In a recent Good Men Project article, Supportiv co-founder Pouria Mojabi discusses why peer support is the easiest mental health tool for men to utilize, in an era when men struggle to find empowering emotional wellness options.

“Help-seeking differences between men and women are clearly reflected in the data, and yet we, as a society, expect one set of tools to help men and women equally.” Does that sound right?

No, it doesn’t, according to Supportiv co-founder Pouria Mojabi. In the article, entitled “Men and Mental Health: Why Peer Support Works,” Mojabi argues that our society approaches men’s mental health without considering healing hurdles specific to men.

He explores why men utilize mental health tools less frequently than women, as well as what this phenomenon reveals about men’s particular mental health needs: “Men seek mental health help significantly less often than women, across all channels, traditional therapy, teletherapy, even via apps. If we drill down on why that is, we emerge with an understanding of what actually does help.

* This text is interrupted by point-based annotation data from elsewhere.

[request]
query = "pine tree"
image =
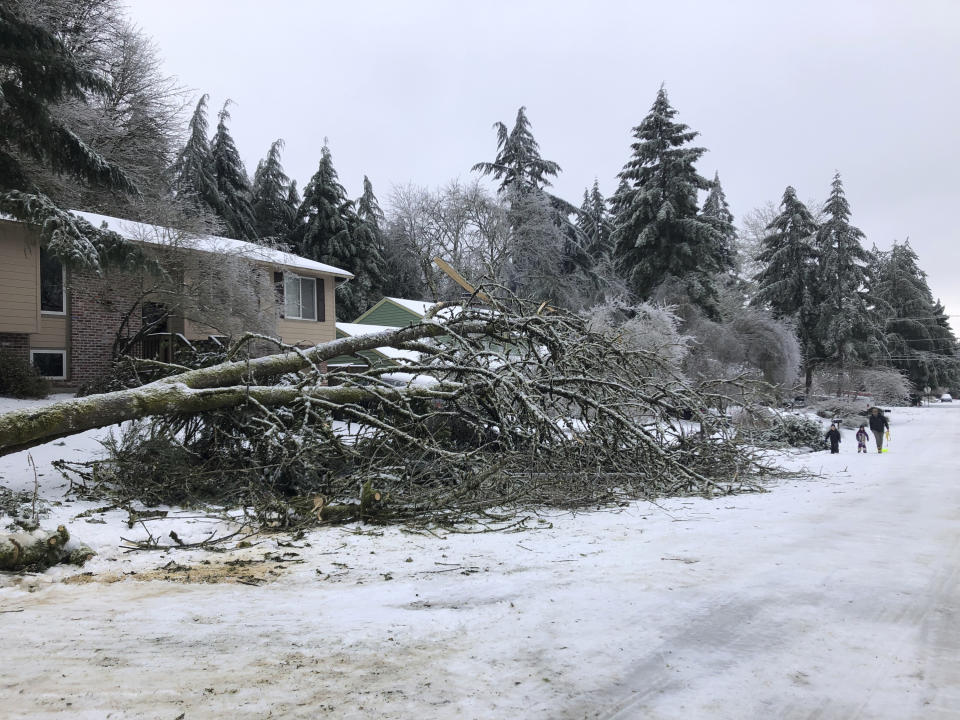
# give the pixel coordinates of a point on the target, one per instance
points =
(717, 212)
(193, 178)
(548, 258)
(847, 327)
(37, 71)
(233, 185)
(788, 282)
(326, 225)
(293, 213)
(271, 205)
(917, 338)
(518, 164)
(369, 266)
(658, 232)
(593, 221)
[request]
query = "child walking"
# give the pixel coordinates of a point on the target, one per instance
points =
(862, 438)
(833, 435)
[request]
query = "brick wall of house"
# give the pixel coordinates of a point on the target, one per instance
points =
(15, 344)
(97, 306)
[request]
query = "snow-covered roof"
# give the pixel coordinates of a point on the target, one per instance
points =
(157, 235)
(420, 307)
(356, 330)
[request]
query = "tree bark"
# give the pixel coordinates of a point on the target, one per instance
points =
(217, 387)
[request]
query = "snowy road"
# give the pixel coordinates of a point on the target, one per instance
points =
(827, 598)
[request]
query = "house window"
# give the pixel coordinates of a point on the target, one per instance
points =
(299, 297)
(51, 363)
(53, 286)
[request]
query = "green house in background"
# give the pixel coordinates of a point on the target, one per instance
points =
(395, 312)
(387, 314)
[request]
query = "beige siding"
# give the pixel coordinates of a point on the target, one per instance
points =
(19, 280)
(52, 333)
(310, 332)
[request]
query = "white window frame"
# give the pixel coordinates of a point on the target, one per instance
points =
(45, 351)
(63, 286)
(300, 279)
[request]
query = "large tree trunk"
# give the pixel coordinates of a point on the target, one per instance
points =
(213, 388)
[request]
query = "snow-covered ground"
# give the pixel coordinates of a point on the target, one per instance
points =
(829, 597)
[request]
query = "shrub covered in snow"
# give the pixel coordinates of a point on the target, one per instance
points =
(18, 378)
(794, 431)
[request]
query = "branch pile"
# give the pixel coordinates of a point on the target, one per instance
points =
(507, 407)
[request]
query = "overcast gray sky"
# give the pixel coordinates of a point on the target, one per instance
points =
(782, 94)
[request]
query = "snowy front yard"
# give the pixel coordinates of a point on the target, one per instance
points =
(830, 597)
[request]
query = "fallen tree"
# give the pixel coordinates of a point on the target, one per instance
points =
(499, 406)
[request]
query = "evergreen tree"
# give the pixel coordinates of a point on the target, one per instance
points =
(325, 217)
(369, 265)
(716, 211)
(518, 164)
(37, 71)
(658, 231)
(193, 178)
(917, 338)
(847, 326)
(233, 185)
(593, 221)
(787, 284)
(293, 212)
(272, 209)
(548, 258)
(327, 229)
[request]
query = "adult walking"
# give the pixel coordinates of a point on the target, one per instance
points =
(878, 424)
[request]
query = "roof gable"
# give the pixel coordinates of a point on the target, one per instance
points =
(395, 312)
(157, 235)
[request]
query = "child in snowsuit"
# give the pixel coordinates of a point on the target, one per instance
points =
(833, 435)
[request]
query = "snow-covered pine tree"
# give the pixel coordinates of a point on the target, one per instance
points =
(518, 165)
(548, 260)
(325, 230)
(233, 185)
(658, 231)
(272, 211)
(917, 338)
(717, 212)
(37, 71)
(293, 212)
(369, 264)
(193, 180)
(787, 284)
(593, 221)
(847, 328)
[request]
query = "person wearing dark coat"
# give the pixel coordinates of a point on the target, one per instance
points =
(878, 423)
(833, 435)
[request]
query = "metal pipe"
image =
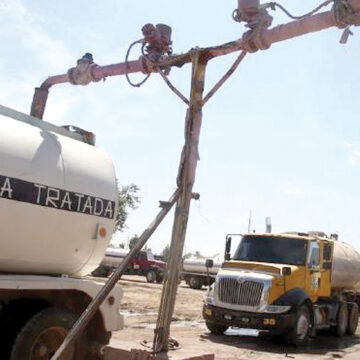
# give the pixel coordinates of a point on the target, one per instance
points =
(97, 72)
(263, 40)
(90, 311)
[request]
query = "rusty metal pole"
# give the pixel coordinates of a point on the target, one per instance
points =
(186, 181)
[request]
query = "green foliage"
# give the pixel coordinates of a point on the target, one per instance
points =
(128, 200)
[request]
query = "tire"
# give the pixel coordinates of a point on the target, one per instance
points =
(342, 320)
(216, 329)
(13, 317)
(195, 282)
(353, 319)
(43, 334)
(101, 271)
(301, 330)
(151, 276)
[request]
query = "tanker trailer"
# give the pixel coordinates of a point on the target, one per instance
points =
(290, 285)
(58, 199)
(196, 273)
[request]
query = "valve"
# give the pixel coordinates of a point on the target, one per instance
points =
(157, 41)
(82, 73)
(251, 12)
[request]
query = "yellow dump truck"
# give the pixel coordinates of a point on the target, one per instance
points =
(290, 285)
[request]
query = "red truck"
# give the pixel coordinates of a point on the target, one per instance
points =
(143, 264)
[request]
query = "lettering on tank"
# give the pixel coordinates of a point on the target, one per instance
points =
(43, 195)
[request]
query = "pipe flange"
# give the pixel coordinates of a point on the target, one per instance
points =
(344, 14)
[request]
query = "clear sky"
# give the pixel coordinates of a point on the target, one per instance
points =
(281, 138)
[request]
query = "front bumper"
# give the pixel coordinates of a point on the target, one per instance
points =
(274, 323)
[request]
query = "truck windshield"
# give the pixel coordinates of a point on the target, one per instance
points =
(150, 256)
(272, 249)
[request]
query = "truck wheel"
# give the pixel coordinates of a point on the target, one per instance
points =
(43, 334)
(195, 282)
(301, 330)
(353, 319)
(216, 329)
(159, 278)
(342, 320)
(151, 276)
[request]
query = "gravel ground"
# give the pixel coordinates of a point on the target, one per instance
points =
(140, 306)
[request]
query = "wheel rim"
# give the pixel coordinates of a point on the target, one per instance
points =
(48, 342)
(302, 327)
(151, 276)
(343, 319)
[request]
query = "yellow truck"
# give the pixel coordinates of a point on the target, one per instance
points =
(290, 285)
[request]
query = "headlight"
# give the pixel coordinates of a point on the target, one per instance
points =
(273, 309)
(209, 298)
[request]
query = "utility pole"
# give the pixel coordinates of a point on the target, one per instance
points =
(186, 179)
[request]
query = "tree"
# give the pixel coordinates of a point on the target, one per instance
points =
(166, 253)
(128, 200)
(133, 241)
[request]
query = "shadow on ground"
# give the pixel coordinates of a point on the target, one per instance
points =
(321, 345)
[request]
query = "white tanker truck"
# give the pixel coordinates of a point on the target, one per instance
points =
(196, 272)
(58, 199)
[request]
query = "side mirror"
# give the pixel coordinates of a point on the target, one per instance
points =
(209, 263)
(227, 248)
(286, 271)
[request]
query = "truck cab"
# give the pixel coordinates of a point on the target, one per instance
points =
(282, 284)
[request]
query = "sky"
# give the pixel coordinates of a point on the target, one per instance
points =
(280, 139)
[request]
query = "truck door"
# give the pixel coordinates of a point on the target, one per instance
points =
(313, 274)
(325, 268)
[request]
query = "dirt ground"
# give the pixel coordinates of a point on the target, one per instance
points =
(140, 305)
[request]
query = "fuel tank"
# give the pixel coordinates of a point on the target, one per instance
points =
(195, 265)
(58, 199)
(346, 267)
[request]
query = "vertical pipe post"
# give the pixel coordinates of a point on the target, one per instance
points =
(186, 179)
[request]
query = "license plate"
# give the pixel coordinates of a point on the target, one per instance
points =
(208, 312)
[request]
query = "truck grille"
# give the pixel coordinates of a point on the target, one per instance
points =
(246, 293)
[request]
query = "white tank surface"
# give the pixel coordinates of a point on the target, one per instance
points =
(114, 257)
(346, 267)
(58, 199)
(197, 265)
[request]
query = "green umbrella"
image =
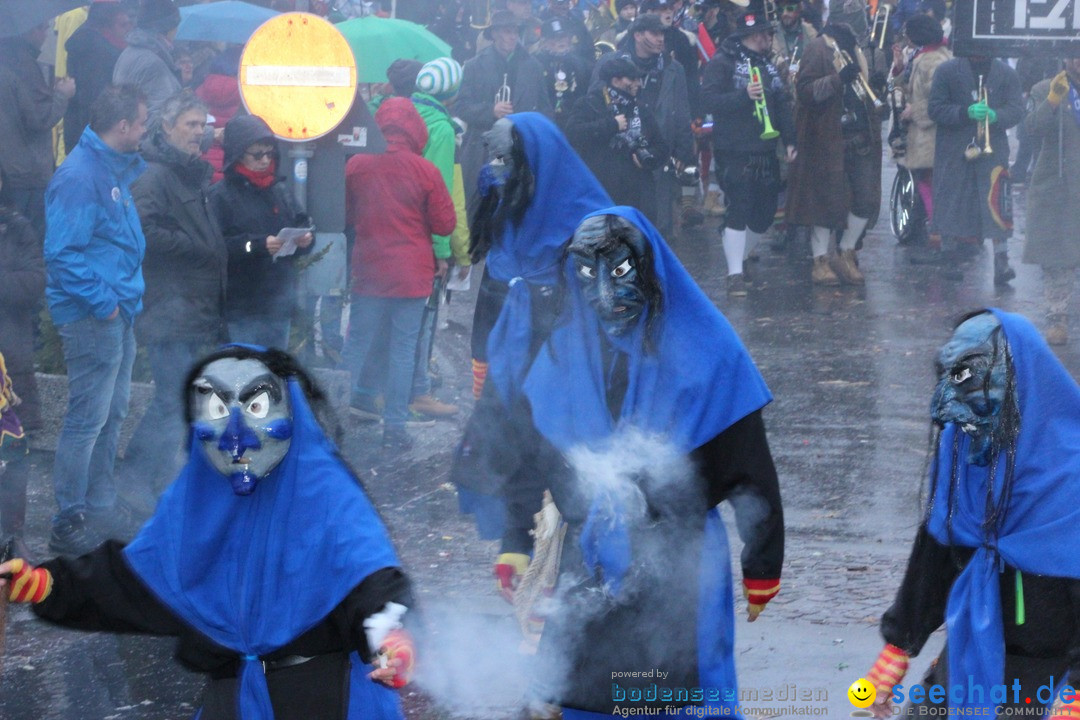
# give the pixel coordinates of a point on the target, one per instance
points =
(379, 41)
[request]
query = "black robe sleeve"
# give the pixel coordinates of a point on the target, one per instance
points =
(919, 608)
(738, 466)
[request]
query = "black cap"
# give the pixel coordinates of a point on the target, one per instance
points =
(647, 23)
(751, 23)
(618, 66)
(554, 27)
(923, 30)
(159, 16)
(501, 18)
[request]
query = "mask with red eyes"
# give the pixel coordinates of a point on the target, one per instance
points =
(242, 418)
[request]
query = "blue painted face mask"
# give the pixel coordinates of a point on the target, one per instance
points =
(605, 253)
(971, 389)
(242, 419)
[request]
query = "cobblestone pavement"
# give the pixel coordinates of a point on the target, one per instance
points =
(851, 374)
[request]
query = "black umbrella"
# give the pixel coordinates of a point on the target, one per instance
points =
(17, 16)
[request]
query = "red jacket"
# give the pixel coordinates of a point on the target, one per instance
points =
(396, 202)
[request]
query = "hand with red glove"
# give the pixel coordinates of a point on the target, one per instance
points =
(757, 593)
(24, 582)
(509, 568)
(1066, 707)
(395, 660)
(889, 669)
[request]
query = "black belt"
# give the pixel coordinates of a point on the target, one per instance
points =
(282, 663)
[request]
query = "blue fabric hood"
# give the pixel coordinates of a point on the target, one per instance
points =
(696, 350)
(565, 192)
(1041, 526)
(254, 572)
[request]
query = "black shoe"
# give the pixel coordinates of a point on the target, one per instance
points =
(72, 535)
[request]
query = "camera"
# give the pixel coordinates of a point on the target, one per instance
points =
(688, 176)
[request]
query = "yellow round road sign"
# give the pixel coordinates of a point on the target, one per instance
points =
(299, 75)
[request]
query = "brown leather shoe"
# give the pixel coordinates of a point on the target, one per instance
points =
(847, 268)
(822, 273)
(432, 407)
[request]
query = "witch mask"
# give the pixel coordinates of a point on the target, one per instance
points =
(973, 383)
(242, 417)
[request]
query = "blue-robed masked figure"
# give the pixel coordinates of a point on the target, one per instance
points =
(645, 412)
(995, 559)
(265, 558)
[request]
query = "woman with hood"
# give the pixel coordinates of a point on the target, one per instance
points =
(395, 202)
(252, 207)
(220, 92)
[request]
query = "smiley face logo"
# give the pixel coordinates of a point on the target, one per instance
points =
(861, 693)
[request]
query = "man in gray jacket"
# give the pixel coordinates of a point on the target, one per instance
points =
(28, 110)
(147, 60)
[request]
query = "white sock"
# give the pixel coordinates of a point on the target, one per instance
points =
(753, 239)
(821, 239)
(854, 229)
(734, 249)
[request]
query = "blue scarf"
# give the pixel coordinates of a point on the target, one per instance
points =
(253, 573)
(1041, 527)
(698, 381)
(565, 191)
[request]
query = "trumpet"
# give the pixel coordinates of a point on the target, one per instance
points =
(880, 28)
(973, 150)
(761, 108)
(842, 59)
(503, 93)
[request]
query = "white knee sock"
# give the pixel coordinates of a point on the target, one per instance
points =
(820, 241)
(854, 229)
(753, 240)
(734, 249)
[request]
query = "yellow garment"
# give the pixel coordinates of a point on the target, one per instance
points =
(66, 25)
(459, 239)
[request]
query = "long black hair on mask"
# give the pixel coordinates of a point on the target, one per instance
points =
(496, 208)
(622, 231)
(1002, 446)
(282, 365)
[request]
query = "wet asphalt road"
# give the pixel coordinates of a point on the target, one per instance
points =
(851, 370)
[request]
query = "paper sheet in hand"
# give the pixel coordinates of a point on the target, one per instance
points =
(288, 238)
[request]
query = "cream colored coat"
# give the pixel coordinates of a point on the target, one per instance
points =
(921, 130)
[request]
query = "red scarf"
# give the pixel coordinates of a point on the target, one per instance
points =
(258, 178)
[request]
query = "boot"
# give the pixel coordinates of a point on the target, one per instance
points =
(1057, 330)
(714, 205)
(847, 268)
(822, 273)
(1002, 271)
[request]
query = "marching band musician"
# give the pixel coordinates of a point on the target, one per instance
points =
(744, 144)
(836, 180)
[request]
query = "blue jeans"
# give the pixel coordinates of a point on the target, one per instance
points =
(151, 456)
(366, 314)
(264, 330)
(99, 354)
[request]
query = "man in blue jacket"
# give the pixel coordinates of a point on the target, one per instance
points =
(94, 249)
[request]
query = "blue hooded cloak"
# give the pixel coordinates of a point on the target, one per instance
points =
(253, 573)
(565, 191)
(698, 381)
(1041, 526)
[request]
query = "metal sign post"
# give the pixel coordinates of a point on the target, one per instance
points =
(1016, 28)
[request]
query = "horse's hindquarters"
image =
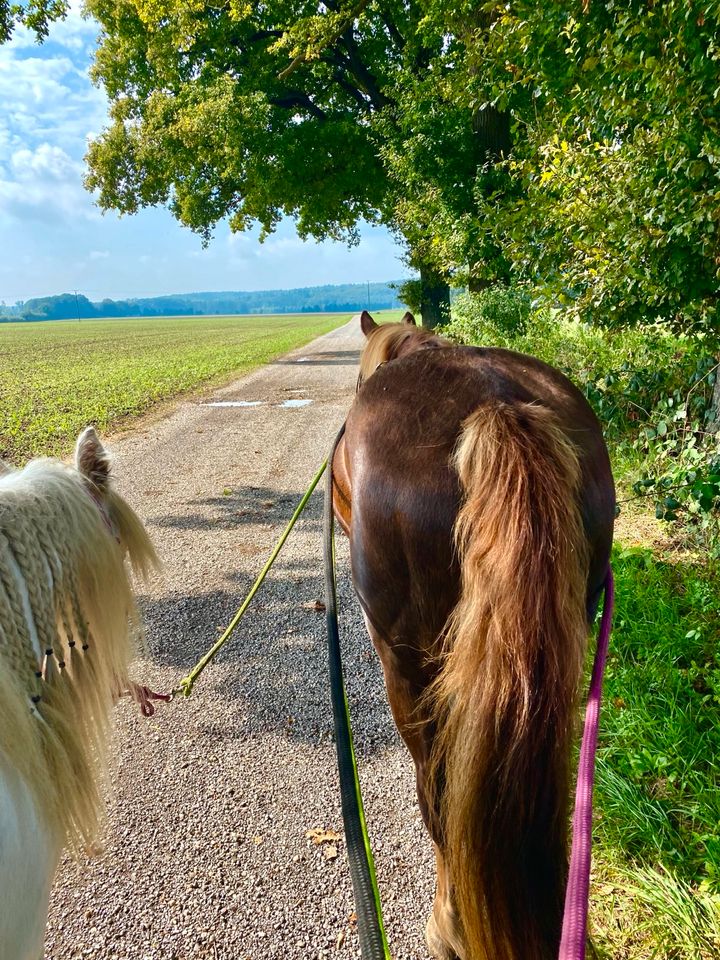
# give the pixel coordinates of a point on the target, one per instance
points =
(28, 857)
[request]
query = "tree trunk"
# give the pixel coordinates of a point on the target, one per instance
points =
(434, 298)
(714, 424)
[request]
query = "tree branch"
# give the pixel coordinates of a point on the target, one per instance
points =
(344, 26)
(295, 99)
(368, 83)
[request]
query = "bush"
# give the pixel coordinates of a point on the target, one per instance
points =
(651, 389)
(504, 310)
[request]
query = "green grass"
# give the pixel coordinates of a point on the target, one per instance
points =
(656, 850)
(56, 377)
(657, 853)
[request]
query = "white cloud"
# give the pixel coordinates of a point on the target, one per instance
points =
(73, 33)
(43, 184)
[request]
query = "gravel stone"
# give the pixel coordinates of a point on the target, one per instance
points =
(209, 801)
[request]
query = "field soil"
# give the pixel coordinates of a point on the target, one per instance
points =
(206, 846)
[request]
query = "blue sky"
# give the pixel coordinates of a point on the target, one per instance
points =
(53, 239)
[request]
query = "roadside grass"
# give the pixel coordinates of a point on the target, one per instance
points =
(56, 377)
(655, 891)
(656, 888)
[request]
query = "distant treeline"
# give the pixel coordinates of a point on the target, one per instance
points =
(329, 299)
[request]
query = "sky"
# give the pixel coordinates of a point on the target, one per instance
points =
(53, 239)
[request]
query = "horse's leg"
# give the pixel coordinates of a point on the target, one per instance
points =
(441, 933)
(405, 688)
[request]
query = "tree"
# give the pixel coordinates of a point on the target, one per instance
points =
(290, 108)
(36, 15)
(611, 197)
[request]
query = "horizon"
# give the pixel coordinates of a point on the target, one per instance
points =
(54, 238)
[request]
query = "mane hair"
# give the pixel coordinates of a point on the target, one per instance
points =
(392, 340)
(69, 627)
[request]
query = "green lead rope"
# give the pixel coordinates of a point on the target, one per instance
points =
(373, 942)
(186, 684)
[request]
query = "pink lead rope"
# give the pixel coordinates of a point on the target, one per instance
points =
(574, 933)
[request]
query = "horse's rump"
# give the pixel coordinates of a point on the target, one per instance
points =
(481, 520)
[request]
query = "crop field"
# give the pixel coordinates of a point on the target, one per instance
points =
(58, 376)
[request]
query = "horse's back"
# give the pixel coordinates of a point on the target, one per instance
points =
(401, 433)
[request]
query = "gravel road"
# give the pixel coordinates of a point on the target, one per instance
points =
(206, 853)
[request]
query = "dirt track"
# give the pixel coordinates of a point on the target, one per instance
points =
(206, 848)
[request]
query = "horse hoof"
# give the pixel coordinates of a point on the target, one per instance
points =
(436, 943)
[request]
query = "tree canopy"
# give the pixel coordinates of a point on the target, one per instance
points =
(571, 144)
(611, 195)
(291, 108)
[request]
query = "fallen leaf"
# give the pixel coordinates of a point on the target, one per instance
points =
(319, 835)
(316, 605)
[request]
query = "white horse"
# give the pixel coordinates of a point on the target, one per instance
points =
(68, 622)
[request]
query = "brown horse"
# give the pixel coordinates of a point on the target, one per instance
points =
(476, 490)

“The range of emotions it’s supposedly okay for men to feel is too narrow, and society considers most positive emotional coping mechanisms to be feminine (journaling, therapy, touchy-feely heart-to-hearts). Male-friendly coping techniques are limited, which is why so many veer into the self-destructive variety.”

The article touches on mental health tools that men may choose instead of therapy, before landing on a solution that avoids the hurdles of other common healing modalities: online, anonymous peer support. Whereas meditation, chatbots, and in-person support groups may appeal to some, online peer support’s appeal is near-universal.